“Decisions are of considerate importance in practically every aspect of life...and make the difference to the level of success we achieve.”
I remember when I was in university, if I stayed up too late, and by too late I mean so late that it was early, I would turn on the t.v. and watch reruns of the sitcom Cheers. The main character of Cheers was a womanizing ex-baseball player who possessed a little black book. Inside his little black book were the answers to all his problems, which were the phone numbers of countless women with loose morals.
For us, living in a complex world where our problems require skill, attention, and resolve, the little black book we need is the Little Black Book of Decision Making - Making Complex Decisions With Confidence in a Fast Moving World, by Michael Nicholas.
“Our decision making ability determines the size and type of the problem we can solve and is therefore related to how far we can progress… how much we will thrive.”
Nicholas believes we need to look at the way we make the decisions that shape our lives under a new light. He postulates that in an era of rapid acceleration, incomparable amounts of data and information and unfathomable complexity we are ill equipped to make successful decisions the way we used to. That rational planning models are outdated and that our conscious minds are too overwhelmed to manage and synthesize all the information at our disposal effectively.
“The more knowledge you have, the better prepared for a new experience you will be.”
Through many examples Nicholas shows how we have moved from having to solve relatively simple problems to complicated problems and now complex problems within a generation.
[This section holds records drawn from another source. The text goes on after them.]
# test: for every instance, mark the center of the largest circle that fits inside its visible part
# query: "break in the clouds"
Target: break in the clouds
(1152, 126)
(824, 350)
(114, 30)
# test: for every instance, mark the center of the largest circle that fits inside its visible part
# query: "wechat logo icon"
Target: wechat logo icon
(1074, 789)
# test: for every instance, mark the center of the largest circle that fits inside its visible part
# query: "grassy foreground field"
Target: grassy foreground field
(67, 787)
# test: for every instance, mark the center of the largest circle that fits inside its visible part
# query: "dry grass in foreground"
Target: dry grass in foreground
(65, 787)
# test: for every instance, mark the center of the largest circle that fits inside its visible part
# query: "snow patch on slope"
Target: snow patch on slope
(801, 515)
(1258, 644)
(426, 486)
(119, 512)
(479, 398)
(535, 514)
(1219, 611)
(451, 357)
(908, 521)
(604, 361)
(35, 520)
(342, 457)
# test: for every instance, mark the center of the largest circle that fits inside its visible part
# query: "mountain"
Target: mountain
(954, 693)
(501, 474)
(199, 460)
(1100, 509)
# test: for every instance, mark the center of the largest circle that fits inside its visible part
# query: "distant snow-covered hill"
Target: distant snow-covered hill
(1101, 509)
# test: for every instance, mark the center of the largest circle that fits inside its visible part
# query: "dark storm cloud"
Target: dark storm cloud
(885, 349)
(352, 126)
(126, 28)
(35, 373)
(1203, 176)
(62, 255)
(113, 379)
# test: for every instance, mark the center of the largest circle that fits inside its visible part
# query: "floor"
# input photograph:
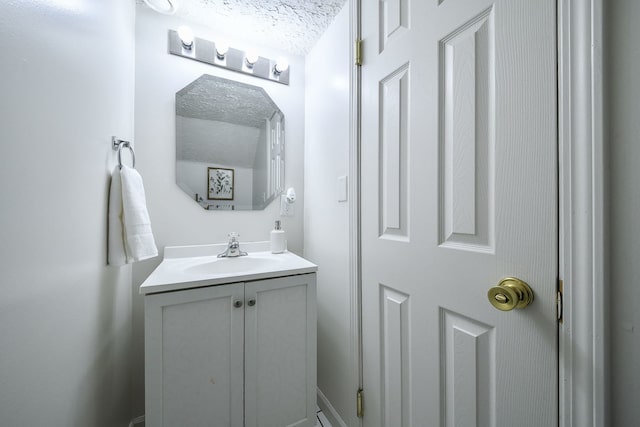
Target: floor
(322, 420)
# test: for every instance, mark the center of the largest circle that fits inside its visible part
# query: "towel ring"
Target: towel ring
(117, 145)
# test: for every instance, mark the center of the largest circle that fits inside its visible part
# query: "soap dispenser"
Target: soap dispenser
(278, 239)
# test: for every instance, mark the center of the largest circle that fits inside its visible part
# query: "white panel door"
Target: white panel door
(459, 190)
(280, 352)
(194, 357)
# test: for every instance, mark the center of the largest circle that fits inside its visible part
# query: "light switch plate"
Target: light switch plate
(342, 189)
(286, 208)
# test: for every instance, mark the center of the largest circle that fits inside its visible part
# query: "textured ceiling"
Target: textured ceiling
(290, 25)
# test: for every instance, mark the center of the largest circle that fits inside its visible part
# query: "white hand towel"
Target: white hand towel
(138, 237)
(130, 236)
(116, 253)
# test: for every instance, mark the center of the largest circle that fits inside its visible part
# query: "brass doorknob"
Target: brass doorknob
(509, 294)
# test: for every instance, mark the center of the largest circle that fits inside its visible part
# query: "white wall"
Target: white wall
(66, 85)
(176, 218)
(326, 221)
(622, 92)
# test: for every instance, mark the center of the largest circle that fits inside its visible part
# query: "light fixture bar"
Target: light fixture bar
(234, 59)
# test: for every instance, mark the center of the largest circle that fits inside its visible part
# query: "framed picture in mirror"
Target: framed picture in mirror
(220, 183)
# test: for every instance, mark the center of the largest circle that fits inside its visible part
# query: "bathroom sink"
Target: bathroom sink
(185, 267)
(234, 265)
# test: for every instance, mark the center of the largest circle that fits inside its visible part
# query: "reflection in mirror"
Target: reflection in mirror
(229, 144)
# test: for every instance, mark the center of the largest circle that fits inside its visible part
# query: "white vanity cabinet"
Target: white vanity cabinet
(232, 355)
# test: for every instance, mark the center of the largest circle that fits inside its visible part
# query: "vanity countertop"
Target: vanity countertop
(185, 267)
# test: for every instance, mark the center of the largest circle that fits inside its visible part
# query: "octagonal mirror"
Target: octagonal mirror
(229, 144)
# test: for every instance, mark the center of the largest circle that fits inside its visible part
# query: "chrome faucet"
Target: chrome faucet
(233, 248)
This shift has outpaced our cognitive evolution and has taken us beyond the limits of conscious processing power. A new mindset is what we need to solve complex problems, and that requires harnessing the power of our subconscious minds vastly more powerful processing ability.
This is not a book supporting ‘blink’ decisions, but an extension of Gary Klein's 'naturalistic’ decision-making processes. That we can use our intuition to process information and inform our choices with the greater speed required to thrive in the modern world. But that requires a level of awareness and precision that must be developed from the inside out. That we have to construct the intuitive mechanism in a way that is reliable and highly functioning, and that this takes practice and focus. But you have it in you to develop these decision-making skills through attention, adaptation and creativity. It is up to you to decide if it is worth it.
Overall Score: 3.6 / 5
In a Sentence: If you want to make better decisions in the new world, you need to think about decision making in a new way.